Ação do Pussy Riot na Bienal de Veneza
A 61ª Bienal de Veneza começou com um gesto de protesto marcante. Minutos após a abertura oficial, o grupo Pussy Riot, liderado por Nadya Tolokonnikova, transformou a entrada do pavilhão russo em um palco de manifestação. Cerca de 20 pessoas vestidas de preto e com balaclavas rosa se posicionaram em frente ao edifício, ao som de punk em alto volume, e não saíram sem deixar sua marca.
Alguns membros do grupo subiram as escadas do pavilhão, gritando palavras de ordem contra Putin, enquanto outros se envolviam com bandeiras ucranianas diante de uma multidão de espectadores que se formou em silêncio ao redor da cena. Uma sinalizadora de fumaça rosa foi acionada na entrada do edifício, obscurecendo brevemente a palavra “Russia” na placa oficial.

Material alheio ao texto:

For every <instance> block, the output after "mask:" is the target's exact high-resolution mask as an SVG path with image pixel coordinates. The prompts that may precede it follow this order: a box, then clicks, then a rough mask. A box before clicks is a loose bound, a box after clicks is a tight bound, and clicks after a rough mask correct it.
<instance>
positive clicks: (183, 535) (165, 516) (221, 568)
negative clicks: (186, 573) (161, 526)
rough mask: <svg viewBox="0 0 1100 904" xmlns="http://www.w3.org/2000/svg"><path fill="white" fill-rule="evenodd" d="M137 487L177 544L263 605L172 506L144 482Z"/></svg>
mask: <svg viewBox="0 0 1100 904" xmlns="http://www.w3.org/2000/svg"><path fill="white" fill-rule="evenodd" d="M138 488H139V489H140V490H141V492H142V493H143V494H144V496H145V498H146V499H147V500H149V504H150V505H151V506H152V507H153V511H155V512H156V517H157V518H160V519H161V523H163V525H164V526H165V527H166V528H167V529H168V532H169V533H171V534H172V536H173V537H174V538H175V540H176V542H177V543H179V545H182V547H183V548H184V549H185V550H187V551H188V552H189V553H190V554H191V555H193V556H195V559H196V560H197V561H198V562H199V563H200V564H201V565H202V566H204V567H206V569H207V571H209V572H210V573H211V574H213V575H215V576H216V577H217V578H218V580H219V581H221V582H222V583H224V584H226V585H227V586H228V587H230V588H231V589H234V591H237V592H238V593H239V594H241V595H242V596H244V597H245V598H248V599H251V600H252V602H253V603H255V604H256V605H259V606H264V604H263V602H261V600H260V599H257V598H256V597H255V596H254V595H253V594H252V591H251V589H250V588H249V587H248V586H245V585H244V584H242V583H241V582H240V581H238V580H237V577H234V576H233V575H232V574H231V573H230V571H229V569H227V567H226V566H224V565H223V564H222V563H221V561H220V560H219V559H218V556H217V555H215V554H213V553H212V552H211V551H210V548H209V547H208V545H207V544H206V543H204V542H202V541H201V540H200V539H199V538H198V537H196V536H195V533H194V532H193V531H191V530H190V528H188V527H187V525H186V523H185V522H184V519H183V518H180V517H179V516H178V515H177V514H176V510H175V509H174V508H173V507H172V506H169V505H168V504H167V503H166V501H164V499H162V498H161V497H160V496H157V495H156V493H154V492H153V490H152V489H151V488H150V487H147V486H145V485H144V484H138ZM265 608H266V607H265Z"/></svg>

A ação do Pussy Riot foi apenas uma das várias que tomaram a Bienal no dia de abertura. Esta edição marca o retorno da Rússia ao evento pela primeira vez desde a invasão em larga escala da Ucrânia em 2022, uma decisão que provocou renúncias, boicotes e protestos. O pavilhão russo, embora presente no mapa oficial da mostra, permanece fechado ao público geral por impedimentos relacionados às sanções internacionais.
- O grupo Pussy Riot é conhecido por suas ações de protesto contra o governo russo.
- A Bienal de Veneza é um evento importante para a arte contemporânea.
- A ação do Pussy Riot foi um gesto de solidariedade com a Ucrânia.
A performance do Pussy Riot foi um exemplo de como a arte pode ser usada como uma forma de protesto e manifestação. A ação do grupo resumiu bem o espírito da manifestação: fazer o protesto durar mais do que a presença dos manifestantes. Uma bandeira ucraniana permaneceu drapeada sobre uma estátua em frente ao pavilhão, simbolizando a solidariedade com a Ucrânia.